# electrician looking for competent plumbers



## 480sparky (Sep 20, 2007)

Try asking family memebers, neighbors, and coworkers who they have used and if they would recommend them.


----------



## BryanMD (Dec 31, 2007)

contact these folks or one of these


----------



## B4T (Feb 10, 2009)

Check with the local Plumbing Supply house.. they know who to trust :thumbsup:


----------



## Introyble (Jul 10, 2010)

Put new seals under the toilets. If that doesnt work, call your local chamber of commerce for a reference.


----------



## wildleg (Apr 12, 2009)

probably be helpful if you listed your town


----------



## RIVETER (Sep 26, 2009)

Would you necessarily need a plumber? What do the pumps pump...sewage, gray water, or storm water? In any case the wells could have just gone septic and need to be cleaned. You could do it for her and then charge the electrician's rate which is cheaper as we know.


----------



## toolaholic (Aug 13, 2010)

RIVETER said:


> Would you necessarily need a plumber? What do the pumps pump...sewage, gray water, or storm water? In any case the wells could have just gone septic and need to be cleaned. You could do it for her and then charge the electrician's rate which is cheaper as we know.

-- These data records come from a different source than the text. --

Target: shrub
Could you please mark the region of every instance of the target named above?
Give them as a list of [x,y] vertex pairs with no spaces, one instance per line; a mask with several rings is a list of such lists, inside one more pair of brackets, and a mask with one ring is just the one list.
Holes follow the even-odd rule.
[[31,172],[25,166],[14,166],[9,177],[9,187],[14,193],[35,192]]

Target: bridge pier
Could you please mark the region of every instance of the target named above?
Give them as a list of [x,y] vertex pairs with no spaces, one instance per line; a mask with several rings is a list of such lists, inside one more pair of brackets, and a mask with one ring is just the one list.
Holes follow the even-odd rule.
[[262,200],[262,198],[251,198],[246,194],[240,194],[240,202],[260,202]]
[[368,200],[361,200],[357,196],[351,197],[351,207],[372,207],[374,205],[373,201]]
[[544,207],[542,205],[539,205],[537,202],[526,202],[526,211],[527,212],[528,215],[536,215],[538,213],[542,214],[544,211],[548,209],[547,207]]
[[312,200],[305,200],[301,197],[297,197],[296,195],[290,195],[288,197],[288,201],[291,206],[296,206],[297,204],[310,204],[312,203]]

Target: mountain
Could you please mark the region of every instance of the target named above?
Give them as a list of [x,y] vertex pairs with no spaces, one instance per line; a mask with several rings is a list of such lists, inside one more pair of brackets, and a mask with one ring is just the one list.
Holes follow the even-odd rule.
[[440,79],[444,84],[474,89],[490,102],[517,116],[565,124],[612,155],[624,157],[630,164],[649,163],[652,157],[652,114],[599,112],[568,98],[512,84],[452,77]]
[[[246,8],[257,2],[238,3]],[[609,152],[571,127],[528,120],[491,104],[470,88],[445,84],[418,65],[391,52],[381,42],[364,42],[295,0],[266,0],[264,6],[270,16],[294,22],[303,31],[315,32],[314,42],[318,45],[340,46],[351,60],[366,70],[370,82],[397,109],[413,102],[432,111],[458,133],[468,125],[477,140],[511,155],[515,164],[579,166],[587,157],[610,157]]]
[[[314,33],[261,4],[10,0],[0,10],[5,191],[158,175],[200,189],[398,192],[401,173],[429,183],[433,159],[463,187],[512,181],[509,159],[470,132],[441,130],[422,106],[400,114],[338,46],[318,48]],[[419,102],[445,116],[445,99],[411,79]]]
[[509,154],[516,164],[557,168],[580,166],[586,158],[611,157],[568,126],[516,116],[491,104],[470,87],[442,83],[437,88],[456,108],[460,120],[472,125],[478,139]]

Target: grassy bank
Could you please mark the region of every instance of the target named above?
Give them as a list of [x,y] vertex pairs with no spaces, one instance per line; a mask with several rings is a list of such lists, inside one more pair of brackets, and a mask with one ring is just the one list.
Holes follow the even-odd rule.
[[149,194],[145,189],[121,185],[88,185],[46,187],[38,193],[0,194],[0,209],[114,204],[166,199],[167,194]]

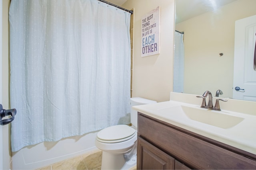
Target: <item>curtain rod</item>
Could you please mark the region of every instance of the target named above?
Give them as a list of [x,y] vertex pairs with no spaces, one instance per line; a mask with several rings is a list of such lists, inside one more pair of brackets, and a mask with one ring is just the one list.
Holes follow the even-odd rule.
[[178,31],[175,30],[176,32],[178,32],[178,33],[181,33],[182,34],[184,34],[184,32],[180,32]]
[[104,0],[98,0],[99,1],[102,2],[103,2],[106,3],[106,4],[108,4],[110,5],[112,5],[112,6],[115,6],[117,8],[118,8],[121,9],[121,10],[124,10],[124,11],[127,11],[128,12],[130,12],[131,14],[133,14],[133,11],[132,11],[132,10],[131,11],[131,10],[126,10],[126,9],[124,8],[123,8],[120,7],[120,6],[118,6],[116,5],[115,5],[114,4],[113,4],[112,3],[111,3],[109,2],[107,2],[107,1],[105,1]]

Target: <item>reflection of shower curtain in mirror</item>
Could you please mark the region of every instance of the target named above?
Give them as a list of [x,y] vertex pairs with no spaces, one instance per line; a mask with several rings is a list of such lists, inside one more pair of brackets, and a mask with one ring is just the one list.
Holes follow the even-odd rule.
[[97,0],[12,0],[12,151],[130,123],[130,17]]
[[183,92],[184,83],[184,34],[174,32],[174,57],[173,70],[173,92]]

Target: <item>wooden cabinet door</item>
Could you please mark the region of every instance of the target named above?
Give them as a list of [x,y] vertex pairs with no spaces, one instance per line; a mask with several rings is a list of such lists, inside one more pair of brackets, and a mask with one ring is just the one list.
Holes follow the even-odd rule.
[[139,170],[174,168],[174,159],[139,137],[138,137],[137,167]]
[[191,170],[191,169],[175,160],[174,163],[174,169],[176,170]]

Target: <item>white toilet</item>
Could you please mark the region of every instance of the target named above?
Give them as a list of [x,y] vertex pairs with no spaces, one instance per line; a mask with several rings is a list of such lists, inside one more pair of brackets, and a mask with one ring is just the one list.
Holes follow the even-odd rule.
[[130,119],[132,126],[119,125],[100,131],[95,145],[102,151],[101,169],[129,169],[137,162],[137,111],[132,107],[156,102],[141,98],[130,99]]

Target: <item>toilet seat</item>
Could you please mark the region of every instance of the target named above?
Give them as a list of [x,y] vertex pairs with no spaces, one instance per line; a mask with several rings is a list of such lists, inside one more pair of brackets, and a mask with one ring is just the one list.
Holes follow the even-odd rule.
[[136,131],[125,125],[110,126],[100,131],[96,139],[103,143],[117,143],[127,141],[136,135]]

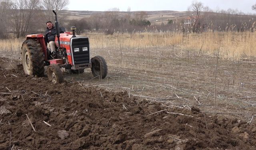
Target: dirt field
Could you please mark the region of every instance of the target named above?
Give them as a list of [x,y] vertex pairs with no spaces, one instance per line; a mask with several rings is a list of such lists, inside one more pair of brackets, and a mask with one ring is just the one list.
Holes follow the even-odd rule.
[[172,47],[92,52],[106,59],[107,78],[64,73],[61,84],[1,55],[0,150],[256,148],[255,60],[219,59],[215,84],[216,56]]

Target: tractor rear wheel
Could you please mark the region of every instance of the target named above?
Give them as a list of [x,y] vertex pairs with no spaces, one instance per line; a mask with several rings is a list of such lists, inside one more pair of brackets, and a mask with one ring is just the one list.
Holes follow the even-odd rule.
[[25,73],[29,75],[44,76],[44,54],[36,40],[26,40],[22,46],[22,59]]
[[73,74],[82,74],[84,72],[84,69],[74,70],[70,69],[66,69],[66,70],[68,72],[71,72]]
[[108,66],[105,59],[100,56],[92,58],[92,73],[94,76],[100,76],[104,79],[108,74]]
[[47,76],[49,80],[54,83],[64,82],[64,77],[60,67],[55,64],[49,66],[47,69]]

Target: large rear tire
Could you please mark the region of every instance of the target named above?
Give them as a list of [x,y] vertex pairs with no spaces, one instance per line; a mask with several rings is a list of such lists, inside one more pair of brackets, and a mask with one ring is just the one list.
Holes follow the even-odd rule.
[[36,40],[26,40],[22,46],[22,59],[25,73],[29,75],[44,76],[44,53]]
[[92,58],[92,73],[94,76],[100,76],[104,79],[108,74],[108,66],[105,59],[100,56]]
[[52,64],[47,69],[47,76],[49,80],[54,83],[60,83],[64,82],[64,77],[60,67]]

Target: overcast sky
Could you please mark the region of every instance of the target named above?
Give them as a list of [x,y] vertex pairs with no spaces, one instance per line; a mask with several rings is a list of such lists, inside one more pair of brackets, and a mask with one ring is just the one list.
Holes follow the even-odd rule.
[[[117,8],[121,11],[176,10],[186,11],[192,0],[70,0],[70,10],[106,11]],[[252,10],[252,6],[256,0],[201,0],[204,6],[214,10],[238,9],[245,13],[256,13]]]

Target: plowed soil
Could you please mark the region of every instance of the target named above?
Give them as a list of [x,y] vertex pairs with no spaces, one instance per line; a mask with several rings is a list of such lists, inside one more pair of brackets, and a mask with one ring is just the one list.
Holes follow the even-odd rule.
[[14,64],[7,69],[1,60],[0,150],[256,149],[253,124],[197,108],[166,107],[125,92],[54,84],[24,75]]

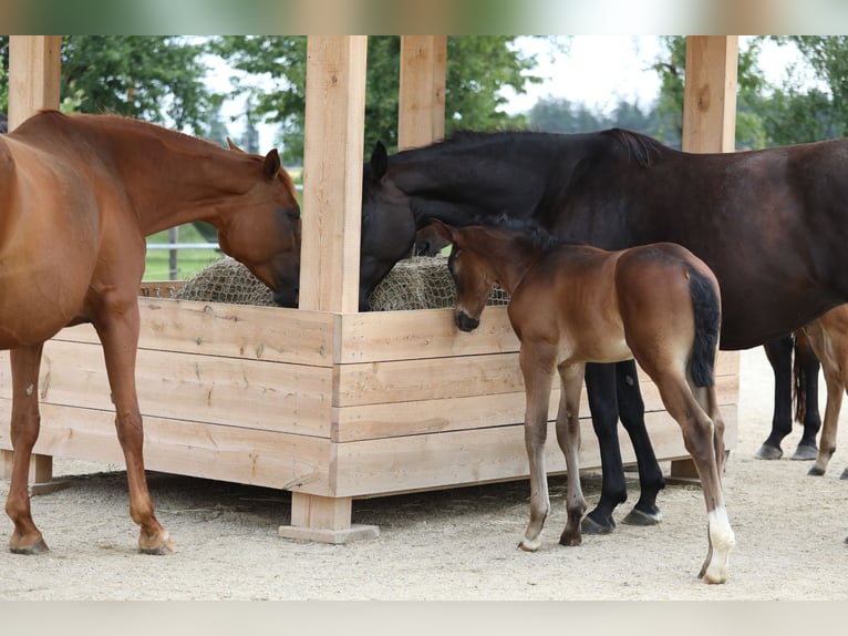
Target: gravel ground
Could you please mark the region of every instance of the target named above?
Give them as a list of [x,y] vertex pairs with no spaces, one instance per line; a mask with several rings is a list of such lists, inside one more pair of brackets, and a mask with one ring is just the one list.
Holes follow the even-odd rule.
[[[824,478],[807,476],[809,462],[754,460],[769,429],[772,387],[762,349],[743,352],[740,441],[724,481],[736,547],[724,585],[696,577],[706,517],[693,485],[660,494],[658,526],[619,524],[610,535],[562,547],[566,482],[551,479],[544,543],[527,554],[516,544],[528,482],[356,501],[354,523],[379,525],[380,536],[324,545],[277,536],[289,521],[285,492],[151,473],[157,516],[178,548],[153,557],[136,553],[120,466],[58,459],[54,473],[68,488],[33,497],[51,552],[0,552],[0,599],[846,599],[845,422]],[[799,438],[796,427],[787,457]],[[628,479],[634,502],[638,482],[634,473]],[[590,505],[600,483],[600,474],[585,475]],[[7,493],[0,481],[0,496]],[[620,506],[617,519],[628,511]],[[0,544],[8,544],[12,525],[3,520]]]

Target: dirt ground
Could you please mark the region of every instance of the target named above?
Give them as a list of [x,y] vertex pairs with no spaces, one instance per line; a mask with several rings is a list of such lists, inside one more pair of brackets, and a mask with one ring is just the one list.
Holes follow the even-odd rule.
[[[355,501],[354,523],[379,525],[380,536],[324,545],[278,537],[289,521],[285,492],[152,473],[157,516],[178,548],[154,557],[136,552],[120,466],[55,460],[69,486],[33,497],[51,552],[0,551],[0,599],[846,599],[848,427],[824,478],[806,474],[809,462],[754,460],[772,391],[763,350],[743,352],[740,439],[724,480],[736,547],[724,585],[696,578],[706,517],[692,485],[660,494],[658,526],[619,523],[562,547],[565,478],[552,479],[542,546],[527,554],[516,544],[528,482]],[[799,437],[796,427],[787,458]],[[638,482],[628,474],[632,503]],[[8,489],[0,481],[3,500]],[[593,505],[600,474],[585,475],[583,489]],[[0,546],[11,530],[3,515]]]

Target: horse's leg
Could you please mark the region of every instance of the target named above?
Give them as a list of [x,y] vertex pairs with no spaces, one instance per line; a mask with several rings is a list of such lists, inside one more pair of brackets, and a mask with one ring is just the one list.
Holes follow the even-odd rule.
[[818,372],[821,365],[816,357],[809,336],[803,329],[795,332],[795,381],[798,384],[797,419],[804,424],[798,448],[792,459],[814,460],[818,454],[816,437],[821,429],[821,418],[818,413]]
[[138,349],[138,304],[116,302],[99,308],[93,322],[103,343],[112,400],[115,404],[115,428],[126,461],[126,479],[130,488],[130,515],[141,526],[138,548],[146,554],[175,552],[168,533],[153,514],[153,502],[144,474],[142,445],[144,431],[138,410],[135,387],[135,360]]
[[588,363],[585,381],[592,428],[601,453],[601,496],[598,505],[583,517],[582,532],[607,534],[616,527],[612,511],[628,496],[618,435],[616,366]]
[[775,338],[763,345],[775,376],[774,413],[772,431],[755,453],[761,460],[779,460],[780,442],[792,432],[792,352],[793,335]]
[[[524,441],[530,463],[530,521],[518,547],[527,552],[536,552],[541,545],[539,535],[550,512],[545,441],[548,434],[548,401],[554,382],[555,356],[556,351],[539,351],[524,345],[518,356],[527,399]],[[570,473],[568,481],[570,484]]]
[[557,411],[557,442],[566,455],[568,471],[568,519],[559,537],[562,545],[580,545],[580,521],[586,512],[586,499],[580,486],[580,388],[582,365],[565,365],[559,369],[561,392]]
[[824,328],[821,320],[814,320],[804,329],[809,336],[813,350],[821,362],[825,384],[827,386],[827,407],[825,408],[825,423],[821,428],[818,455],[808,471],[808,474],[811,475],[823,475],[827,471],[830,458],[836,452],[836,431],[839,425],[839,411],[842,407],[842,391],[846,388],[841,365],[848,361],[848,355],[838,332],[834,332],[831,337],[830,332]]
[[662,521],[662,513],[656,506],[656,493],[665,488],[665,480],[644,423],[644,401],[639,389],[635,360],[616,365],[616,391],[621,424],[630,435],[639,466],[639,501],[622,523],[655,525]]
[[9,548],[18,554],[48,551],[41,532],[32,521],[28,490],[32,447],[39,438],[39,368],[43,342],[9,352],[12,368],[12,481],[6,500],[6,513],[14,524]]
[[660,389],[665,409],[680,424],[683,443],[695,463],[701,490],[704,493],[709,550],[699,577],[707,583],[724,583],[727,579],[730,552],[735,543],[724,505],[720,474],[724,461],[724,427],[723,424],[716,427],[704,412],[690,387],[676,373],[654,372],[651,377]]

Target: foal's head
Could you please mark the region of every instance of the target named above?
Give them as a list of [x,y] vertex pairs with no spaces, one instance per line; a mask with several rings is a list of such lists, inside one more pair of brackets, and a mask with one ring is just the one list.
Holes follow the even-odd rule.
[[439,220],[433,220],[432,227],[453,244],[447,268],[456,285],[456,326],[472,331],[479,326],[489,293],[498,283],[493,267],[498,256],[490,252],[493,230],[476,225],[453,227]]
[[[240,152],[232,148],[232,152]],[[273,300],[297,307],[300,286],[300,206],[276,150],[255,160],[238,205],[223,209],[218,244],[273,290]]]

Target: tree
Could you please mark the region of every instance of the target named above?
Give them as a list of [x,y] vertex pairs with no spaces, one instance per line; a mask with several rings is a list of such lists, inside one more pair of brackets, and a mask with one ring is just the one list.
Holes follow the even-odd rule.
[[[654,61],[653,69],[660,75],[660,98],[656,104],[660,122],[659,134],[663,137],[682,139],[683,135],[683,90],[686,70],[686,39],[684,37],[661,38],[663,51]],[[736,145],[763,147],[766,144],[763,120],[756,111],[761,104],[765,81],[757,65],[759,43],[740,51],[736,95]]]
[[[510,48],[513,37],[448,38],[445,91],[446,133],[458,127],[492,129],[523,125],[523,116],[504,110],[500,89],[523,92],[535,60]],[[214,38],[210,50],[240,72],[234,91],[249,91],[256,113],[281,125],[283,157],[300,161],[306,109],[306,38],[225,35]],[[400,37],[369,38],[365,105],[365,148],[380,140],[397,145],[397,85]]]
[[[117,113],[205,135],[215,96],[204,82],[205,43],[182,37],[65,35],[65,110]],[[8,104],[9,39],[0,38],[0,106]],[[219,103],[219,102],[218,102]]]

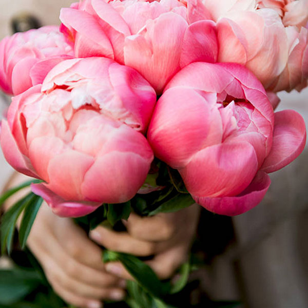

Hire a professional plumber . Not a Hack from Tucky, though !!!!:whistling2:


----------



## 10492 (Jan 4, 2010)

Gee, I dunno.......be a true brother and hire a Union Plumber, pay his rates and don't complain about the cost.


----------



## robnj772 (Jan 15, 2008)

Since this thread was started in January I am sure the problem was fixed along time ago :laughing:


----------